An die Untaten deutscher Soldaten in Leuven erinnert ein Denkmal auf dem Martelarenplein.

Foto: Christoph Kleinau

Für viele Redner in Leuven war der Abschluss des Projektes auch ein Anfang. „Aus diesem Projekt ist eine noch junge Freundschaft zwischen unseren beiden Städten entstanden. Die kulturelle Zusammenarbeit verbindet, was von den Flamen des Ersten Weltkrieges getrennt wurde“, sagte Bürgermeister Reiner Breuer, als er in der Abteikirche die erst am Freitag vom Neusser Stadtrat beschlossene Friedensresolution an seinen Leuvener Amtskollegen und Freund Louis Tobback überreichte. Für den 80-jährigen Tobback war der Festakt zur Eröffnung aber auch ein Abschluss. Seine Amtszeit als Bürgermeister endet zum Jahreswechsel. Vielleicht war es dem Demokraten und Europäer auch deshalb ein Anliegen, vor „Kleinstaaterei und dem Rückfall in Nationalismen“ zu warnen und zur Wachsamkeit aufzurufen.

 Reiner Breuer überreicht Louis Tobback (r.) die vom Rat verabschiedete Erklärung zum Kriegsende.

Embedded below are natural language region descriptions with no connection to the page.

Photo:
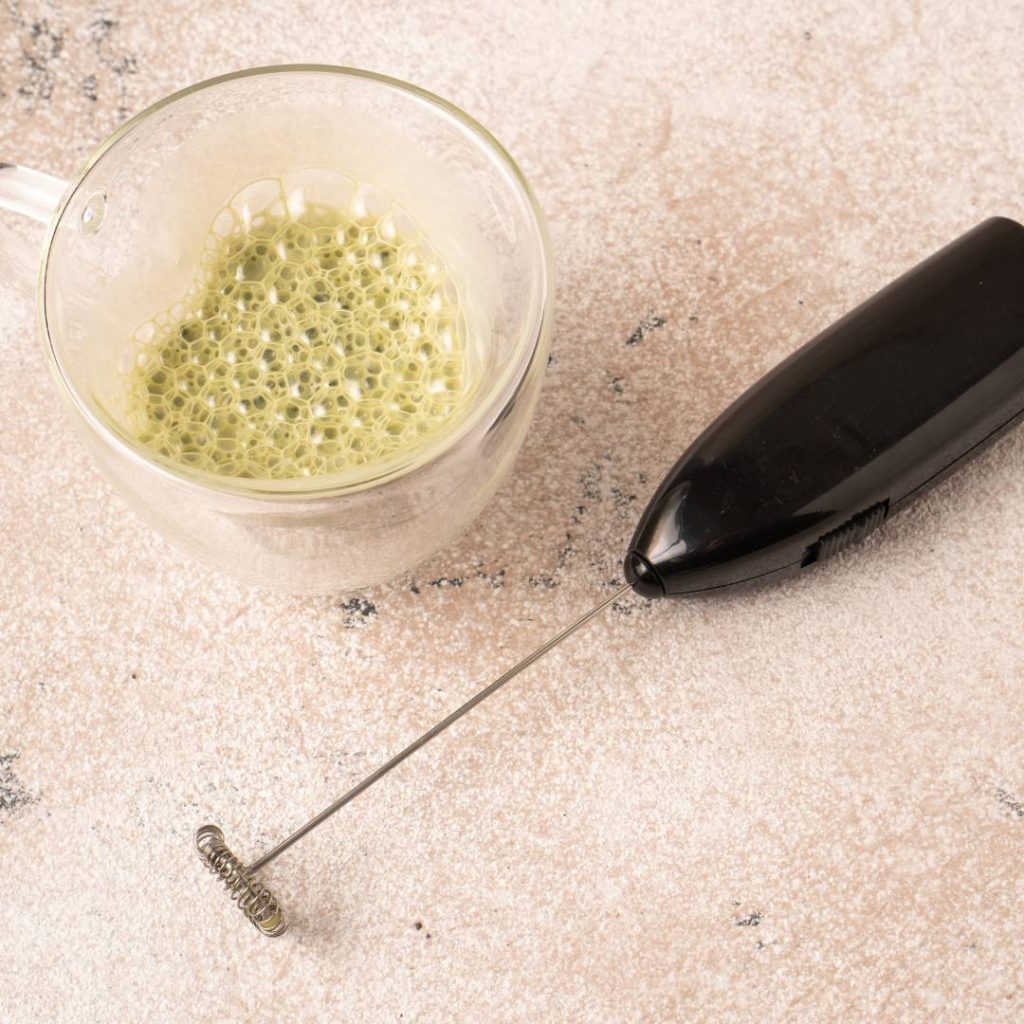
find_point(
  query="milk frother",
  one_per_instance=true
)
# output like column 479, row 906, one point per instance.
column 843, row 434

Reiner Breuer überreicht Louis Tobback (r.) die vom Rat verabschiedete Erklärung zum Kriegsende.

Foto: Christoph Kleinau

Diese Botschaft hatte er schon am Morgen an die Veteranenverbände gerichtet, als am Martelarenplein vor dem Hauptbahnhof, wo an jenen blutigen Kriegstagen im August 1914 die meisten der am Ende 240 Opfer aus der Leuvener Zivilbevölkerung zu beklagen waren, mit einer Gedenkstunde an das Ende des Ersten Weltkrieges erinnert wurde. Mit dabei war auch eine große Neusser Delegation – mit Stadtarchivar Jens Metzdorf. Der „Hauptverantwortliche“, wie ihn Tobback nannte. Erst sein Aufsatz zur Aufarbeitung des Massakers und der Rolle des Neusser Landsturms hatte das Thema in die Öffentlichkeit gebracht. Nie hätte er damals gedacht, gab Metzdorf zu, was daraus entstehen sollte.